La recuperación y conservación de este tipo de valores únicos, y a menudo despreciados, es, precisamente, uno de los pilares argumentales de obras como este libro de estilo. 

En la misma línea de necesidad de referencias en el uso de las diferentes técnicas lingüísticas, resultaría inexcusable pasar por alto los medios informáticos con que se gestiona la documentación. Así, en otra sección de esta obra se abordan los aspectos, no por generales mejor conocidos, de Internet y el correo electrónico. ¿Sabemos bien cómo estructurar un mensaje de correo electrónico? ¿Estamos seguros de cómo hay que encabezarlo, con qué expresión debemos saludar y con cuál debemos despedirnos en el contexto masónico? ¿Sabemos hacer una firma electrónica, que además cumpla con la ley en materia de protección de datos? Si analizamos por un momento la bandeja de entrada de mensajes de nuestro programa de correo veremos que ¡en absoluto! Muy pocos mensajes mantienen una corrección técnica mínima. El reciente concepto de netiqueta, palabra derivada del francés étiquette (buena educación) y del inglés net (red) o network, que engloba al conjunto de normas de comportamiento general en Internet, es todo un mundo, desconocido para muchos, de buen gusto y estilo en nuestra interrelación con Internet. Quien lo conoce y usa ofrece una imagen de educación y exquisitez cultural que debería ser consustancial al masón que pretende y debe ser ejemplo para la sociedad.

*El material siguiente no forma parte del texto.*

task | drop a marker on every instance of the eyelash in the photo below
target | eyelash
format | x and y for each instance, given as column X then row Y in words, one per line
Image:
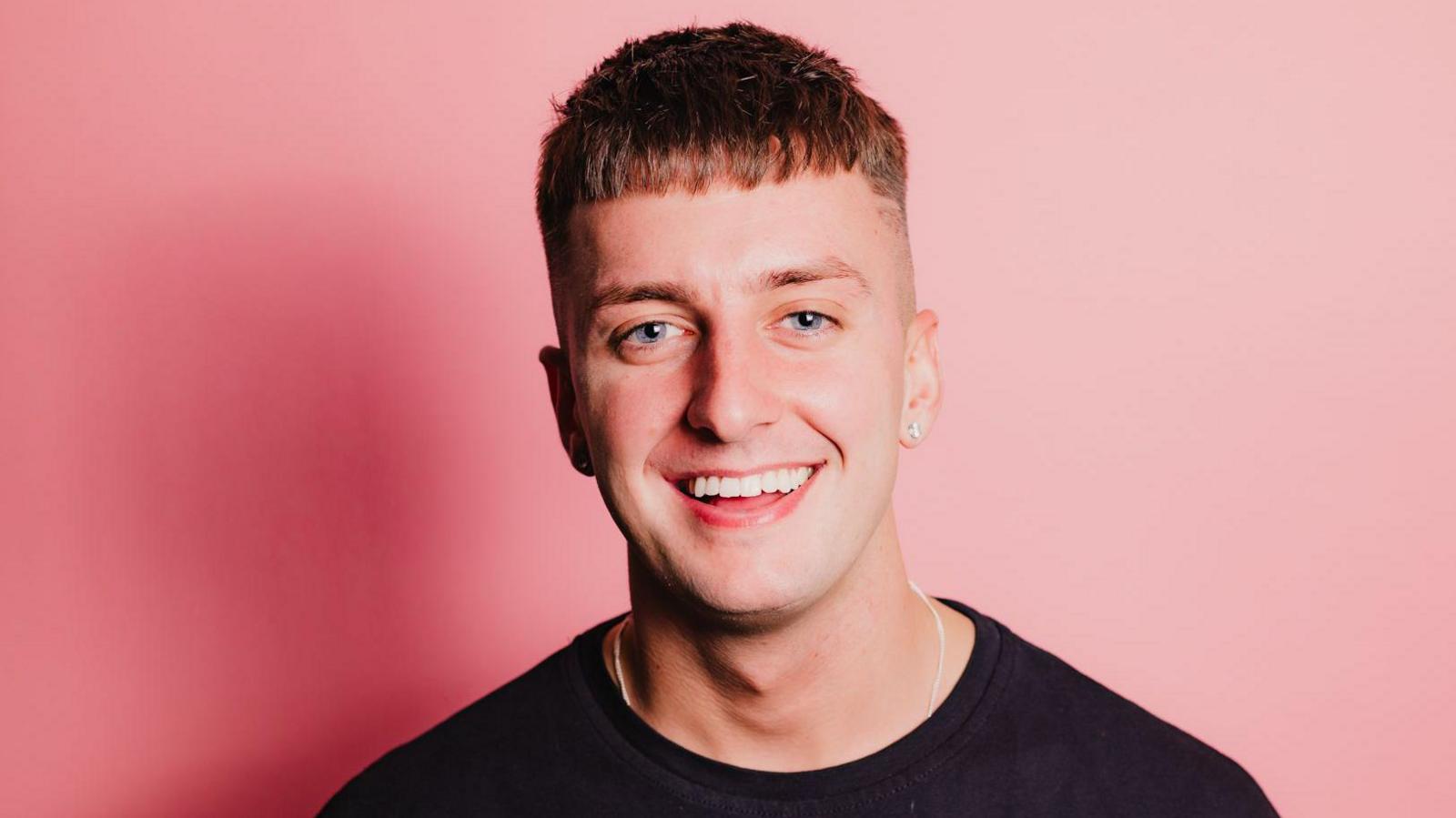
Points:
column 623, row 339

La obra se completa con un estudio práctico sobre los antiguos documentos masónicos, los «Antiguos Deberes» u Old Charges, de gran interés histórico en el ámbito de la masonería, así como con otras secciones de conocimientos urgentes y prácticos, como pueden ser listas con los grados de diferentes ritos masónicos, vocabularios y listas de conductas ampliamente usadas en la masonería.

Un libro de estilo debe ser un referente práctico, esquemático, directo, objetivo e imparcial que podamos tener a mano sobre la mesa de trabajo. Eso es lo que busca y pretende conseguir esta obra, junto con la aspiración, quizás más alta, pero más importante también, que muchos masones tenemos a día de hoy: esclarecer lo que es la masonería a los ojos de la sociedad, situarla en el contexto de cultura filosófica e inciática que la caracteriza íntimamente, lejos de pueriles oscurantismos y estéticas brumosas, y lo más cerca posible de las ciencias humanas tradicionales.

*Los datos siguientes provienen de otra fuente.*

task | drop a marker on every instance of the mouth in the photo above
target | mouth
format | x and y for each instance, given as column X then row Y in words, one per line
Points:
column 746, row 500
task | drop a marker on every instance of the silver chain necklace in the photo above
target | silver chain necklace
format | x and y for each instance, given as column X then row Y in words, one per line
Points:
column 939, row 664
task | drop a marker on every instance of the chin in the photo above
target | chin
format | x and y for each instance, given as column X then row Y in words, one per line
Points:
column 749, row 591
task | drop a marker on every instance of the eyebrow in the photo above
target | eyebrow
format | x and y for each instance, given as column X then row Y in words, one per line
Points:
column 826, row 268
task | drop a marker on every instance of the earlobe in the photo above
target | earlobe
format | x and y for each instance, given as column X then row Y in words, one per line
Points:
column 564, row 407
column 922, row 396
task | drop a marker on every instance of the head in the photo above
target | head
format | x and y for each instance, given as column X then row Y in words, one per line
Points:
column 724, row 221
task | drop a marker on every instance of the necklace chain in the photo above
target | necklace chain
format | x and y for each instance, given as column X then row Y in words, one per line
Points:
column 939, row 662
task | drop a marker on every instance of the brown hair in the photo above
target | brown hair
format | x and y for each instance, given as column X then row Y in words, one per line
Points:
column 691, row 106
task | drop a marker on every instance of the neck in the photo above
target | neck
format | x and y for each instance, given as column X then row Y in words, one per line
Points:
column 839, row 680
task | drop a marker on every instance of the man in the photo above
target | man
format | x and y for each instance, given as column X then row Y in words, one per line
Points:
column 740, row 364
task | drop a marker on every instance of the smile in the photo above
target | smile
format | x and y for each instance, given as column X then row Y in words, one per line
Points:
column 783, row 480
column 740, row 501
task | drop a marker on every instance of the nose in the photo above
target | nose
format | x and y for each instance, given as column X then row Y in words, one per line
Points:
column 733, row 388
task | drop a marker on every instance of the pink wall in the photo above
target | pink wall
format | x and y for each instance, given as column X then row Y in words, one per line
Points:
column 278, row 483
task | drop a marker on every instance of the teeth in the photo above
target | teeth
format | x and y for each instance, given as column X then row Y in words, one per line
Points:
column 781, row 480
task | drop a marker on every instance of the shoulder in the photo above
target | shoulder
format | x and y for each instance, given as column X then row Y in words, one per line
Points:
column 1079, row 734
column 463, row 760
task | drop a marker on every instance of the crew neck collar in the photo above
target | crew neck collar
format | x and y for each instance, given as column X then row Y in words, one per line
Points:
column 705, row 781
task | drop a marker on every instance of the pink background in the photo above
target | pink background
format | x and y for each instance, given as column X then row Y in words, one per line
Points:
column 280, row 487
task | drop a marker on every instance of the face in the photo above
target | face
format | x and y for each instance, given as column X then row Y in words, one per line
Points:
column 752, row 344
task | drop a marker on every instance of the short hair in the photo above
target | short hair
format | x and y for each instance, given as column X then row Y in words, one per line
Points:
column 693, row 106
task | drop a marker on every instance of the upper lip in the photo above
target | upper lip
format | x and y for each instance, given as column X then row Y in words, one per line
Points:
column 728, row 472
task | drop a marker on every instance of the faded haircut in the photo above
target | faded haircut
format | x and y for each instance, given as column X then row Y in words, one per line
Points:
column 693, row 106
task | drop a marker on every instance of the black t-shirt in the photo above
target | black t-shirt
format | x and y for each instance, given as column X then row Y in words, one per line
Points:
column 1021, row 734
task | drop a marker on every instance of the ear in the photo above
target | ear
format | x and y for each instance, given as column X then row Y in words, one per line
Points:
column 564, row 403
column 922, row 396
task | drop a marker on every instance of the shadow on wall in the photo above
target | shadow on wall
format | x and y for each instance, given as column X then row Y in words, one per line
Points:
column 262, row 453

 Javier Otaola, todo un referente masónico e intelectual, me lo definió muy gráficamente: «tenemos que conseguir sacar los libros de masonería de la estantería de ocultismo de las librerías».

Ésta es un poco la intención de la obra que tiene en sus manos: ayudar en la urgente y necesaria labor de esclarecimiento de la masonería a ojos de los propios masones y de la sociedad a la que pertenecen. 

 


Textos Fundamentales de la Masonería

Estudio preliminar sobre los textos históricos de la masonería

Los documentos histórico s más antiguos que sirven para articular y comprender la Francmasonería se conocen como Old Charges, término normalmente traducido al español como «Antiguos Deberes», aunque más exacta, quizás, sería la traducción por «Antiguas Responsabilidades». A través de su estudio, hoy podemos trazar una línea continua histórica que une la masonería «especulativa» actual con su predecesora, la «operativa», sirviendo de prueba palpable sobre la estrecha vinculación de ambas.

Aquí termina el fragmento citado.